Slippers
Theatre Upstairs, Dublin
***
At a certain point in the history of modern living, a new and seemingly unwinnable conflict arose: the war on clutter. The poignant frontline in this new ideal of an unencumbered home involved the death of a parent, where grieving offspring dutifully sorted through the accumulation of a lifetime, asking, “Keep or throw?”
That is the mantra of this new play by Jeda de Brí (who also directs) and Finbarr Doyle, which finds two sisters, Jean and Sarah, systematically discarding their mother’s possessions, which have built up like layers of sedimentary rock. That she was a compulsive hoarder makes their excavation both amusing and unsettling, a dig through memories, trauma and an unwanted inheritance.
Good casting, as Sickle Moon Productions recognises, is important in such family dramas, and the physical similarity between Sonya O’Donoghue’s gentle Sarah and Katie McCann’s snippy Jean allows for a revealing, understated comedy. Sarah artlessly compliments Jean’s hair, for instance, which is a mirror image of her own – even if her accent, strangely, is not. But, surprisingly, other roles receive less attention: in a story of clutter, every prop should have a story.
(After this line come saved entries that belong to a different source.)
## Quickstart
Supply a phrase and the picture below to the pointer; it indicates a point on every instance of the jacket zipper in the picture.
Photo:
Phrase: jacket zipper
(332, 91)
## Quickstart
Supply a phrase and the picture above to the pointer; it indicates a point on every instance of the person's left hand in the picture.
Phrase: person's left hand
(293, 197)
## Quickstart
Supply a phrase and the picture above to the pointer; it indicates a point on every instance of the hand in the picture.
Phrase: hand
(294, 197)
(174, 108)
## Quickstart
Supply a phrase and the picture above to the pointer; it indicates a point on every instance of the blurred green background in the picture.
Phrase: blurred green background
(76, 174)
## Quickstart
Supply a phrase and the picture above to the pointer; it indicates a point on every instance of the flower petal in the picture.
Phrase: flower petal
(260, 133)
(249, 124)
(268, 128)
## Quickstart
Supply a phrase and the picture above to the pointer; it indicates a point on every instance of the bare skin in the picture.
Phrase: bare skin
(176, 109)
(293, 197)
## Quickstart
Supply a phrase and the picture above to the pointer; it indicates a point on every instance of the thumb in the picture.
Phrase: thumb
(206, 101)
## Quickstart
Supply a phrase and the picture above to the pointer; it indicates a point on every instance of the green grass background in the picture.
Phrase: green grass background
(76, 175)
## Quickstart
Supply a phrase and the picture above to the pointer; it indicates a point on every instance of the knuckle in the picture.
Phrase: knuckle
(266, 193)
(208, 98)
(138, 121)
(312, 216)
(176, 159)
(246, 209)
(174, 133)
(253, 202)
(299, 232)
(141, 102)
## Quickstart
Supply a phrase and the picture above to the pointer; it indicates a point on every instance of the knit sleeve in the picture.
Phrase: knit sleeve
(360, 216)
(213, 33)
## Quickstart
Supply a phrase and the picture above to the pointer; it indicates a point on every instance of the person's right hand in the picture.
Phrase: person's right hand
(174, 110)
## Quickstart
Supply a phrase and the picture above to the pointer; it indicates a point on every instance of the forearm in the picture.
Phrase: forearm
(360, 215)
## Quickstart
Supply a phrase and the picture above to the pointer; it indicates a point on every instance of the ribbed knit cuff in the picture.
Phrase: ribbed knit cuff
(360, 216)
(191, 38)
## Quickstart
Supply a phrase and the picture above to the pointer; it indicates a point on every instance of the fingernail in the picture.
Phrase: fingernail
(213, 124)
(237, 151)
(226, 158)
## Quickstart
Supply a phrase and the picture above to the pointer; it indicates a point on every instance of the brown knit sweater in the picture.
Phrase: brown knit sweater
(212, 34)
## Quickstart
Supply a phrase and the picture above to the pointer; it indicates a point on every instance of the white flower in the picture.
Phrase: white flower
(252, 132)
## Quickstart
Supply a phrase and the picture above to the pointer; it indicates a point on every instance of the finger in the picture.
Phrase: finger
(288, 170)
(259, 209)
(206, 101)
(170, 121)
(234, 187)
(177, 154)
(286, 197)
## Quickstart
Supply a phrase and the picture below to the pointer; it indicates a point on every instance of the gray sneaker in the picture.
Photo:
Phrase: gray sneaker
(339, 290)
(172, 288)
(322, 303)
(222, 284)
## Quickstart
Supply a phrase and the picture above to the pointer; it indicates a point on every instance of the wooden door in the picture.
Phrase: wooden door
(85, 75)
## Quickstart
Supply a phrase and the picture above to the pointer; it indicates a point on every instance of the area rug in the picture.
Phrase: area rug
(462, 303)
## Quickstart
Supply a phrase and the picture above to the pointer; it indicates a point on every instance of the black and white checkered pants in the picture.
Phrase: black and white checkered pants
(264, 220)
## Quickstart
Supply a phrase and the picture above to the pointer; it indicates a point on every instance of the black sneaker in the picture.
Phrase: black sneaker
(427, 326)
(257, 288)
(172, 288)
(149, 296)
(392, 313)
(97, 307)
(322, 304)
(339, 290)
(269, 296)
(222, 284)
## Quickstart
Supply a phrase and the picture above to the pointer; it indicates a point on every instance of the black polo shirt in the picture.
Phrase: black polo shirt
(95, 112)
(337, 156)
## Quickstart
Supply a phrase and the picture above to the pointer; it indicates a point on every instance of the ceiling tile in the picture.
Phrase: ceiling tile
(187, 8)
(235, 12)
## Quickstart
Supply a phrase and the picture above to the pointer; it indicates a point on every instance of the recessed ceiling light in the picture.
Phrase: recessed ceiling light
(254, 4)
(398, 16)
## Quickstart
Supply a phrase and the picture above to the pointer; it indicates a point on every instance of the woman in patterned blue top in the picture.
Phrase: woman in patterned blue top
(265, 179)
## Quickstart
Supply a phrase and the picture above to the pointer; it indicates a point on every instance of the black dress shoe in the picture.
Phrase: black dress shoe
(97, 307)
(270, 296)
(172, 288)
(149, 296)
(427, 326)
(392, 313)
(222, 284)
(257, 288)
Aoife Fealy’s design does an admirable job of amassing bric-a-brac, while de Brí manoeuvres the siblings carefully and confrontationally around the debris. But few knick-knacks have character until we find a sweet jar full of baby soothers. Are they Sarah’s? “No,” comes the reply, “she found those ones.” This is a much deeper pathology with a more twisted history.
The play has its own clutter of details: signs of affection, resentment and dysfunction that soon build into vertiginous stacks. Some of these are delicately constructed and subtly performed, such as the prickly undercurrent between McCann’s deserter (the sister who fled) and O’Donoghue’s martyr (the sister who stayed). But, with a bemusing suddenness, the play finally topples into melodrama. “It doesn’t mean I’m mad,” says the character who is clearly mad.
There's a curious pressure on short plays to reach sensational denouements, as though anything less would be a waste of time, but
Slippers
is most effective in quieter moments. Then again, maybe it's inevitable that a play about hoarding should finally become overloaded.